Une fois que le règlement sera en vigueur, une entreprise pétrolière ou gazière devra déposer un « avis » de projet au gouvernement, en incluant les informations techniques. Le promoteur travaillera ensuite avec l’Office Canada–Terre-Neuve-et-Labrador des hydrocarbures extracôtiers, qui gère le développement de l’industrie. L’organisme devra s’assurer que les projets « sont mis en oeuvre d’une manière responsable sur le plan environnemental ».
Biodiversité
Spécialiste des mammifères marins et des écosystèmes, Lyne Morissette déplore les façons de faire du gouvernement Trudeau. « Cette région n’appartient pas à l’industrie pétrolière, pas plus qu’elle appartient à l’industrie de la pêche. Je ne comprends donc pas l’intérêt de mener une telle consultation “en cachette”, en ce moment, alors que les impacts concernent plusieurs intervenants qui doivent être consultés. »
Elle insiste d’ailleurs sur l’importance de protéger la région maritime située au large de Terre-Neuve. « C’est un secteur de très grande productivité biologique, ce qui est la base de toute la biodiversité. C’est un écosystème qui est riche et on voit de plus en plus l’intérêt de ces secteurs, par exemple lorsqu’on voit des espèces se déplacer davantage vers le nord, comme c’est le cas pour la baleine noire. Ce sont des régions qui seront critiques au cours des prochaines années, notamment pour les espèces en péril. »
Pour le biologiste Sylvain Archambault, le projet de règlement est « inquiétant ». « Leur objectif est d’accélérer l’approbation des projets de forages », résume-t-il. Des associations de pêcheurs redoutent aussi ces projets de forages. « Ce sont des milieux marins qui sont des sites de pêche extrêmement productifs. Après tout, il s’agit des Grands Bancs de Terre-Neuve », souligne M. Archambault.

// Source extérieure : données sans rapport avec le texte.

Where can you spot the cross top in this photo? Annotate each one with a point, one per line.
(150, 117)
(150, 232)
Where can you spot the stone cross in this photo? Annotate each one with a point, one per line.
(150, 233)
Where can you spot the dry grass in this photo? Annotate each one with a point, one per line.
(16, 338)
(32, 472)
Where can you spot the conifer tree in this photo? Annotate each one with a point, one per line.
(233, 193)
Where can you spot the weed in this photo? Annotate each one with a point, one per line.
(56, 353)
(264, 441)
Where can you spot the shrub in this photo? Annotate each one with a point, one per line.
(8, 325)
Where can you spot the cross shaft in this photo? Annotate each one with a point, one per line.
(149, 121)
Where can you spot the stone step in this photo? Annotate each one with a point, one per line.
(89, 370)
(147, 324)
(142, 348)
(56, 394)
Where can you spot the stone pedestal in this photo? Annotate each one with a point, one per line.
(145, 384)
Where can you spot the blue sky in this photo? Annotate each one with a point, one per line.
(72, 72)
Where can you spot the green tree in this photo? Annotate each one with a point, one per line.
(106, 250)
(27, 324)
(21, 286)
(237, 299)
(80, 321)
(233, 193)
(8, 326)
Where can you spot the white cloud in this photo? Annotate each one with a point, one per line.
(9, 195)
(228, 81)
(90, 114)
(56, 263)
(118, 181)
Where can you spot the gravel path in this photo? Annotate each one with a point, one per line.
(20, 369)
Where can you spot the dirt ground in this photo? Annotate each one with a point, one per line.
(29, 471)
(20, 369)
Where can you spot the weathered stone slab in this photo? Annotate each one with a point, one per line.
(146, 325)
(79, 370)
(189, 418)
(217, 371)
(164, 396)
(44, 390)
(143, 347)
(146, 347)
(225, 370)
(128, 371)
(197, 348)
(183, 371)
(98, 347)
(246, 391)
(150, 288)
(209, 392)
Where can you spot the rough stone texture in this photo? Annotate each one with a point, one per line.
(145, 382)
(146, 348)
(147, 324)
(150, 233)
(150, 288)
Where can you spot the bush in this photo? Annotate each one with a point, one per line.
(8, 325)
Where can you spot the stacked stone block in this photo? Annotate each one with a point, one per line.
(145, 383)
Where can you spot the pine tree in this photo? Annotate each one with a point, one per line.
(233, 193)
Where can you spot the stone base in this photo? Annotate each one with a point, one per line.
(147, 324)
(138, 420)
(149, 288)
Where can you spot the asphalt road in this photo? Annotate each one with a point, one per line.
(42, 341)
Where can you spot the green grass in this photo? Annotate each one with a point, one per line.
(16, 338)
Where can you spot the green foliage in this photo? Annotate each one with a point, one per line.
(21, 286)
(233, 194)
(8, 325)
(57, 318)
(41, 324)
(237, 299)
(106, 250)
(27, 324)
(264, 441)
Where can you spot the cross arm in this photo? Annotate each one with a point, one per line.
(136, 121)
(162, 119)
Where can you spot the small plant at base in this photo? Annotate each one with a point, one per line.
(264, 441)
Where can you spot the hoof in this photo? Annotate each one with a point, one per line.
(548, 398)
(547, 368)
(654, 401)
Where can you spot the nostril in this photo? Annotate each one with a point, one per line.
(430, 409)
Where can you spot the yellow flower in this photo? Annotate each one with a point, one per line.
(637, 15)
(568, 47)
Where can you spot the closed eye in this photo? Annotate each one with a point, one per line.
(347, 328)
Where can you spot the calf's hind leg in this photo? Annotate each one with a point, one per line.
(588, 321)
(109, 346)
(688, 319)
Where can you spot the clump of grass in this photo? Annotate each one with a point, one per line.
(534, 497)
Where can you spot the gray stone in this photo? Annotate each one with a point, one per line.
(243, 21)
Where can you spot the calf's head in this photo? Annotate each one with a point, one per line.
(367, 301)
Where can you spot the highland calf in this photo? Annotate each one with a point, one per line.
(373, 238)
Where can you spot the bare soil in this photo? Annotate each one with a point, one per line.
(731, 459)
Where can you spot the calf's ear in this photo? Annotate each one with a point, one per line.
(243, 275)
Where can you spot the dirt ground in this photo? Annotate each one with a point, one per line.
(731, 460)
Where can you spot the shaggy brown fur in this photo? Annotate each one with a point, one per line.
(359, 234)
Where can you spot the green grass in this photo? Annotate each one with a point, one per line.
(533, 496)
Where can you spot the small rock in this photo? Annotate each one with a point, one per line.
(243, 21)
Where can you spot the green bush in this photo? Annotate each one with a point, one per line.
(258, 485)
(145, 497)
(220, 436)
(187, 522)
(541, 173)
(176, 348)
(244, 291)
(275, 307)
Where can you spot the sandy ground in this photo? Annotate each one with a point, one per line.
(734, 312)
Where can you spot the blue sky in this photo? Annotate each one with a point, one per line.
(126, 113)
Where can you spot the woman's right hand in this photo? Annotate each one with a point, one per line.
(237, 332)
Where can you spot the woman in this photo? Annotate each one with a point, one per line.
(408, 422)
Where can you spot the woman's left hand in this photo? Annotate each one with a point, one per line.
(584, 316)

Terre-Neuve-et-Labrador souhaite qu’au moins 100 puits d’exploration soient forés d’ici 2030, afin d’augmenter la production pétrolière au cours des prochaines années. L’objectif serait de produire quotidiennement plus de 650 000 barils.
Dix nouveaux forages
Le ministre de l’Environnement, Jonathan Wilkinson, a autorisé le 16 mars les pétrolières Husky Oil et Exxon à mener au moins 10 forages exploratoires en milieu marin d’ici 2027, dans une zone ciblée par l’industrie et située sur les Grands Bancs de Terre-Neuve, dans l’Atlantique. Des levés sismiques et d’éventuels essais de production sont aussi autorisés.
Selon le ministre Wilkinson, ce nouveau projet de recherche de pétrole et de gaz naturel « n’est pas susceptible d’entraîner des effets environnementaux négatifs importants ». Le rapport produit par l’Agence canadienne d’évaluation environnementale conclut aussi que le risque d’un déversement pétrolier majeur est « extrêmement faible ».
Husky Oil et Exxon, deux entreprises actives au Canada, ont connu des déversements pétroliers au large de Terre-Neuve en 2018 et 2019.
Selon le « pire » scénario de déversement évoqué dans leur étude d’impact, une « éruption » pourrait laisser fuir plus de 40 000 barils par jour. Cela signifie qu’en sept jours, le déversement pourrait être aussi important que la marée noire provoquée par le pétrolier Exxon Valdez, en 1989.
Selon l’étude d’impact des promoteurs, la région maritime où seront menés les forages compte des « zones d’importance écologique et biologique », plusieurs espèces de cétacés (dont certaines sont menacées) et d’oiseaux marins, mais aussi une importante activité de pêche commerciale.